A follow-up to yesterday’s mini-bombshell from Byron York about what Rubio said in 2013. Skip to 3:15 below. To be fair, he never told York categorically that he’d let Obama’s order stand if elected president. What he said was, “I cannot imagine a scenario where a future president is going to take away the status they’re going to get.” If you want to pretend that that’s meaningfully distinct from what Rubio would do as president himself, have at it. The best spin that can be put on this, I think, is that Rubio lied to York at the time because he wanted to put pressure on righties to support the Gang of Eight bill. In other words, he didn’t sincerely believe that O’s order would be irreversible by a GOP successor but he wanted conservatives to believe it so that they’d panic and decide to accept half a loaf on immigration in the form of the Senate immigration bill. That wouldn’t be the first time Rubio used Obama in a sort of good cop/bad cop routine to get amnesty passed. If it makes you feel better to think that he was lying to righties two years ago to try to scare them into supporting comprehensive immigration reform rather than lying to them now about what he’ll do as president, again, have at it.
Here’s a more useful question than babbling about what Rubio really meant: How would a new Republican president, under tremendous pressure from the right to cancel O’s amnesty order and tremendous pressure from center-righties, Democrats, and Latinos to keep it intact, split the baby? The obvious solution, a la ObamaCare, is not merely to repeal but repeal and replace. Odds are very good that whoever ends up as GOP nominee, Ted Cruz included, will roll out an immigration plan early in the general election campaign that demands much stronger enforcement but also contemplates some form of legalization for illegals, including and especially those illegals who’ve already been covered by Obama’s most recent executive order. (The plan probably won’t allow a path to citizenship in the interest of keeping conservatives happy, but that’s a detail. Once legalization happens, citizenship will follow down the road inevitably.) That would allow the nominee to promise, truthfully, that ending Obama’s amnesty is a priority for him when he takes office while also placating amnesty fans by giving them a statutory route to keeping the basics of O’s plan in place. Righties will grumble, but if there’s ever a moment when they’d be willing to forgive some heresy on immigration, it’s as a pander to swing voters in the thick of a presidential race where Hillary Clinton stands to benefit if they revolt. That’s what Rubio’s counting on. I’d say it’s a smart bet.
Exit question: Is Jeb Bush really the Bush-iest candidate in the GOP field? The whole reason for Rubio’s candidacy, at least from the donor class’s perspective, is that he offers a Jeb-like policy program without any of the “Bush baggage” that’ll hurt Jeb in the general election.
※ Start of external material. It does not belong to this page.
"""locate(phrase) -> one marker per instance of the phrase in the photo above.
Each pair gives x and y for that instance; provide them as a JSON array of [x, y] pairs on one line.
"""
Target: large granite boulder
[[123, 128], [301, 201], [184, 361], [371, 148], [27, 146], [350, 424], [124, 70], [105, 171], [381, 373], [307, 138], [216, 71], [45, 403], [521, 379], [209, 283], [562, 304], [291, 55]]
On the merits, though, there’s no one in the race, Jeb included, who’s more like Dubya than Rubio is. He backed comprehensive immigration reform, just as Bush 43 did; he’s the most loud-and-proud neoconservative in the field, a fact alluded to in his campaign slogan; and his boldest domestic initiative, his family-friendly tax reform plan, is a throwback to “compassionate conservatism.” Rubio said of Dubya in 2012, “George W. Bush, in my opinion, did a fantastic job as president over eight years,” a line you may see featured once or twice in Democratic (and Rand Paul) attack ads over the next year. I keep imagining a debate between Rubio and Hillary where he echoes the “yesterday is over” theme from his campaign launch by warning voters that they shouldn’t want to return to the White House of twenty years ago — whereupon Hillary retorts that they really shouldn’t want to return to the White House of ten years ago. “A return to Bush” will be the main Democratic line of attack on Republican nominees for years to come, but in Rubio’s case, as new conservative wine in old Republican bottles, it really might have some bite.